“The final test of greatness in a CEO is how well he chooses a successor and whether they can step aside and let their successor run the company.” — Peter Drucker, Management Theory Pioneer
The value locked up in a family business lies within the next generation of leadership, for two reasons. First, you can’t get out if you don’t have leadership in place to continue the company (whether you are selling the business to them or to a third party – there is no business without them); and second, their ability to run and grow the business successfully is how you will convert your illiquid net worth into cash.
Statistics suggest this is a daunting task. Only 33% of family businesses make it to the second generation, and only 15% or less make it to the third generation. “Shirtsleeves to shirtsleeves in three generations”. You will exit your business…either on your terms or someone else’s.
It’s not just choosing your successor, it is stepping aside.
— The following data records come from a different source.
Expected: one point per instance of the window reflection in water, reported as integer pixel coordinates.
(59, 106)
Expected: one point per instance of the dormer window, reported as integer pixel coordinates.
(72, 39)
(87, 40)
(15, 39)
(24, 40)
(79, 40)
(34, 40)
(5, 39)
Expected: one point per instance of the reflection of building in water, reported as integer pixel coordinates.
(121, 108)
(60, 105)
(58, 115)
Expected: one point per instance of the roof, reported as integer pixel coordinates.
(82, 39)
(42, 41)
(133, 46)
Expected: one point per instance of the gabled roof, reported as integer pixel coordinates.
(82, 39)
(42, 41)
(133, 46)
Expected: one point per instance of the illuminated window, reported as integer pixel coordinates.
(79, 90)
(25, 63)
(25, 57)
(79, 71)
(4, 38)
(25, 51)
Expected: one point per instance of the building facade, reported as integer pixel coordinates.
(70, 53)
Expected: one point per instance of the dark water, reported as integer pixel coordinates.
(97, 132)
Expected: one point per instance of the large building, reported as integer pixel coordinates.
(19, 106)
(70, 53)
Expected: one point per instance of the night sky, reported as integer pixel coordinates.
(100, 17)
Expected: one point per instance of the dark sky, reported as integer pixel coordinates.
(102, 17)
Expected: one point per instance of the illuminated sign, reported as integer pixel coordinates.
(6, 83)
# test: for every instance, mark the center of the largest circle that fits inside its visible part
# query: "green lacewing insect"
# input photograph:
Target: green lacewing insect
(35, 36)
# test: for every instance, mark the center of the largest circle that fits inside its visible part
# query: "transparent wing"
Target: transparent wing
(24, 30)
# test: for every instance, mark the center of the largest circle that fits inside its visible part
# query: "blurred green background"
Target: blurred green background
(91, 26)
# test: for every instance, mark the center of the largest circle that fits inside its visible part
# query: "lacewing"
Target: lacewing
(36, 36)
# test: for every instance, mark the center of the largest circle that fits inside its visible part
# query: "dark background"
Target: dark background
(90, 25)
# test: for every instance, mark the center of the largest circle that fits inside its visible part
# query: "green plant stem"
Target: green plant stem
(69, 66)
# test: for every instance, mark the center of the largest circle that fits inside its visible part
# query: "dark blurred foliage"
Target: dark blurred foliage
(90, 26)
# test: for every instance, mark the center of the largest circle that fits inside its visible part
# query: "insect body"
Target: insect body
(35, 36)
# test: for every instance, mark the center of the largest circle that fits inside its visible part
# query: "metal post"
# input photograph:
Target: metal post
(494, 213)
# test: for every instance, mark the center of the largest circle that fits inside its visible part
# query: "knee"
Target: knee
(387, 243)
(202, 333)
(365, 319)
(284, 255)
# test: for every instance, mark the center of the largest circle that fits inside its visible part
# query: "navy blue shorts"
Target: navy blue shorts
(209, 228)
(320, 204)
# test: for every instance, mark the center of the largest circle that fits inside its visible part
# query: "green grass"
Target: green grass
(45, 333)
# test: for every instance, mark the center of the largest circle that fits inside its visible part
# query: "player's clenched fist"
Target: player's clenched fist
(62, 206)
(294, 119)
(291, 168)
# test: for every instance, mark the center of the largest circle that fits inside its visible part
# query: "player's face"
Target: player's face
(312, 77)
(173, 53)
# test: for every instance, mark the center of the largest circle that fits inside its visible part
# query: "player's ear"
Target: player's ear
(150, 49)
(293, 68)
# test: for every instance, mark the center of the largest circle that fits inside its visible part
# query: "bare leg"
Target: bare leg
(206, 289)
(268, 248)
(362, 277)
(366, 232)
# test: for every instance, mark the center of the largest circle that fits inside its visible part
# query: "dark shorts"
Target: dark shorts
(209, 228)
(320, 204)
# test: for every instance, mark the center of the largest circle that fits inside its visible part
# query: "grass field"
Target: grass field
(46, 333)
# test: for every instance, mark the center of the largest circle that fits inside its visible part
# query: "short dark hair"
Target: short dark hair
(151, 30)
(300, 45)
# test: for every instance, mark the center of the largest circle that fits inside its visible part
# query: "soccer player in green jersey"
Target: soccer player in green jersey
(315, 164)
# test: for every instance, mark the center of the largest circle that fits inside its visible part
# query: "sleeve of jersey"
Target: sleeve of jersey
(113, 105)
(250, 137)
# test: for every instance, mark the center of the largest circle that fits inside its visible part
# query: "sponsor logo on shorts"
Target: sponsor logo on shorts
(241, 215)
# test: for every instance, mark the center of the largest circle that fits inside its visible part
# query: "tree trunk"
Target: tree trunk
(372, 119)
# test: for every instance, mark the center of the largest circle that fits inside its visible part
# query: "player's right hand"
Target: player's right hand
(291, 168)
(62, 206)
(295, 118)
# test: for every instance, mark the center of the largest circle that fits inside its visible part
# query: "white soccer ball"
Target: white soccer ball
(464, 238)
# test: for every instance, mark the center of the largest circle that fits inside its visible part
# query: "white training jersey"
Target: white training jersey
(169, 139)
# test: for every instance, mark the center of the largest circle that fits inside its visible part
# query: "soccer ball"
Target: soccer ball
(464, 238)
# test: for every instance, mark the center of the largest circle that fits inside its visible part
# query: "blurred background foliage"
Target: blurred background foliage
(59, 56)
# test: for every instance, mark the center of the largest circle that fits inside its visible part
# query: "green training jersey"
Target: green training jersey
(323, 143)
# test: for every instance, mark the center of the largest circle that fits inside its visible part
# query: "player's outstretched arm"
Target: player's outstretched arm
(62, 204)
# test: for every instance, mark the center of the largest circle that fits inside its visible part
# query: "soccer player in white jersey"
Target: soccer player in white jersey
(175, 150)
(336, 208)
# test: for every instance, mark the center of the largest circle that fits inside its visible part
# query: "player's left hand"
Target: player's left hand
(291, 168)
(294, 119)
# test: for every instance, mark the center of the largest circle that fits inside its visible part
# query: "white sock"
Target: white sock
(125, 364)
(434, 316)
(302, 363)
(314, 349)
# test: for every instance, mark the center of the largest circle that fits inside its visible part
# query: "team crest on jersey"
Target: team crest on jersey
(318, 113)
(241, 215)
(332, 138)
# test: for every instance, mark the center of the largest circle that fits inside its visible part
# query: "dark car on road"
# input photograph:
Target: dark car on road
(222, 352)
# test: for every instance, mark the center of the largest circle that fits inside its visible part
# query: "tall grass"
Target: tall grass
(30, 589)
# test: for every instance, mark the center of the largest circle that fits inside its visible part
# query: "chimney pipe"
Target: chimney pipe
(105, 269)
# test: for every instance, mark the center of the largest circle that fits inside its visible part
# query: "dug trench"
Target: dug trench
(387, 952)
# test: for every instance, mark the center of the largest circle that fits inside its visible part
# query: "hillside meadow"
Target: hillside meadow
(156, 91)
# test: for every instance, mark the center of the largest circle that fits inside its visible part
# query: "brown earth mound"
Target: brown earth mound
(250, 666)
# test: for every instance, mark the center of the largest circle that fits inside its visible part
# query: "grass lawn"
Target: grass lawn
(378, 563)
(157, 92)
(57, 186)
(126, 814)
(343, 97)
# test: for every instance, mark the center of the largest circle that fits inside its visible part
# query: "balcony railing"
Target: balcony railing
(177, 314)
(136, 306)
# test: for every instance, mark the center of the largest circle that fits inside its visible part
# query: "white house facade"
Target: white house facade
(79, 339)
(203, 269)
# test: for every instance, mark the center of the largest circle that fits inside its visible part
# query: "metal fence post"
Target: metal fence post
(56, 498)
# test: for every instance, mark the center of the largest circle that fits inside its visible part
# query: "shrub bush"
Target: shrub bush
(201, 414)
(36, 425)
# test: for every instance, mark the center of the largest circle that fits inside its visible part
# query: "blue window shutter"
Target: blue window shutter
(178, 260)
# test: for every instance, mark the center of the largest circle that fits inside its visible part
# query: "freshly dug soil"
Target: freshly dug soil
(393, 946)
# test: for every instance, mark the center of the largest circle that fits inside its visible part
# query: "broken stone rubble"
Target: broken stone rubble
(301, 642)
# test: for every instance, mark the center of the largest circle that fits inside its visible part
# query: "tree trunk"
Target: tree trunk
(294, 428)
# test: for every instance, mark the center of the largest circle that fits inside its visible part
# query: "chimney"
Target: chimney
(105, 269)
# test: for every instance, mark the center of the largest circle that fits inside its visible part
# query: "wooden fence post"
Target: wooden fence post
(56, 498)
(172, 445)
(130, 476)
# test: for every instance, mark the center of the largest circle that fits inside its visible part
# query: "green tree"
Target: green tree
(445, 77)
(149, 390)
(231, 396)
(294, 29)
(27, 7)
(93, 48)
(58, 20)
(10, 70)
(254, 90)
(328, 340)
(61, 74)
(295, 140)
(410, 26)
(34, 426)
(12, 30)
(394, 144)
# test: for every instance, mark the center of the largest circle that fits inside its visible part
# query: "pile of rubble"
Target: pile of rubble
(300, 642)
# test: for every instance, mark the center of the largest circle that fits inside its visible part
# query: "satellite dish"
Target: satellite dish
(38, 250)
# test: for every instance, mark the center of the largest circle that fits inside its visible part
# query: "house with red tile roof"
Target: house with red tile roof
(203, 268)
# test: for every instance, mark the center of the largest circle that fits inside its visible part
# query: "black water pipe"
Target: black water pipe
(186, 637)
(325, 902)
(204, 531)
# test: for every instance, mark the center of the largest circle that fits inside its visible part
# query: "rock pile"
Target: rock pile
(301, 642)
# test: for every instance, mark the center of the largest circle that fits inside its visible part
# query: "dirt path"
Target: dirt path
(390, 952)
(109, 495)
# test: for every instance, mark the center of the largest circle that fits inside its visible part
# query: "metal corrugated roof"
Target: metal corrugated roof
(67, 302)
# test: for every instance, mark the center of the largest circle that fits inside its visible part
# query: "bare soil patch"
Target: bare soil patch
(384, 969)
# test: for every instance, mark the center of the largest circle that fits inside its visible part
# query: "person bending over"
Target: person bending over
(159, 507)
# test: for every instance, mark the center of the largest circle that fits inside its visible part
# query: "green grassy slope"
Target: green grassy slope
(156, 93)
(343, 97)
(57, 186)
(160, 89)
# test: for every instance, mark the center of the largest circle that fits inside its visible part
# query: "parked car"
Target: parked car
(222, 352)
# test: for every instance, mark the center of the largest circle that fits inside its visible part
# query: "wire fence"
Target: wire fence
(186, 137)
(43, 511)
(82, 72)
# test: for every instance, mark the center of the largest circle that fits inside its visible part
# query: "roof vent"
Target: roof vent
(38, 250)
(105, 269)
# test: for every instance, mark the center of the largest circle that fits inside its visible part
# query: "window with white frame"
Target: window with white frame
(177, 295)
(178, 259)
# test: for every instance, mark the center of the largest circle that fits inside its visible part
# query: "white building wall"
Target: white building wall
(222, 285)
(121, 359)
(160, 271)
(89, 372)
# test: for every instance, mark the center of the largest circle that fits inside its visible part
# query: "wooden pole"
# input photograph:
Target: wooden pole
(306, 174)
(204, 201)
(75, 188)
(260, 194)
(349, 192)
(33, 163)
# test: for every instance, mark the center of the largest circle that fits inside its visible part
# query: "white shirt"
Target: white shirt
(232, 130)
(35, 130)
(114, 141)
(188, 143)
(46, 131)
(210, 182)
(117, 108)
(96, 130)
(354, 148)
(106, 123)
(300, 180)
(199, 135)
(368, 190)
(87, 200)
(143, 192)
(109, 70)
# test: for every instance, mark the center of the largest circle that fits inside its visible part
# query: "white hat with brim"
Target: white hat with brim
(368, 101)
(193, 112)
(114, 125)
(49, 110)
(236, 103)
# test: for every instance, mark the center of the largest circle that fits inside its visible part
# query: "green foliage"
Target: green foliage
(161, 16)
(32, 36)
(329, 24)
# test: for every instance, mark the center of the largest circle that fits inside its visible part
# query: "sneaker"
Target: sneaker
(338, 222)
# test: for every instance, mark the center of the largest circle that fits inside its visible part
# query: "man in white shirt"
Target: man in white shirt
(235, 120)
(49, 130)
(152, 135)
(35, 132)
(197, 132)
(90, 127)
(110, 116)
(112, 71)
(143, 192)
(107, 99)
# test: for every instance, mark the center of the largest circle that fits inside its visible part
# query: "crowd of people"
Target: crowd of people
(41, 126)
And if you plant yourself too long in the CEO seat, it becomes increasingly more difficult for the next person to step in, let alone for you to step out.
There are 5.5 million family-owned businesses in the United States. These companies comprise over half of the nation’s GDP and create three-quarters of all new jobs. Many family business experts believe that one common cause of failure in family businesses is a lack of transition planning and preparation. Leaders of family-owned businesses often stay at the helm for 20 years or more, and as a result, their exits have a major impact on the company. Their shadows become long. These long tenures can also make it difficult for organizations to cope with rapid shifts in technology, business models, and societal beliefs.
In order to increase the odds of succession planning in family businesses, the key is to start now. Developing new leaders takes time. Transitioning power and authority takes time. This isn’t just about finding the right person, and that will take time as well. Sometimes the chosen successor doesn’t work out, meaning more time will be required for the transition.
Succession is tricky in family businesses. On the one hand, it’s important that the next generation carries on the entrepreneurial spirit that has driven the organization’s success, while on the other hand, it’s important that the current generation doesn’t become too complacent and unwilling to change, holding on to power and authority too long.
As you take on succession in your company, stay proactive. It is an iterative process. With careful succession planning, you can turn a potential nightmare into an opportunity.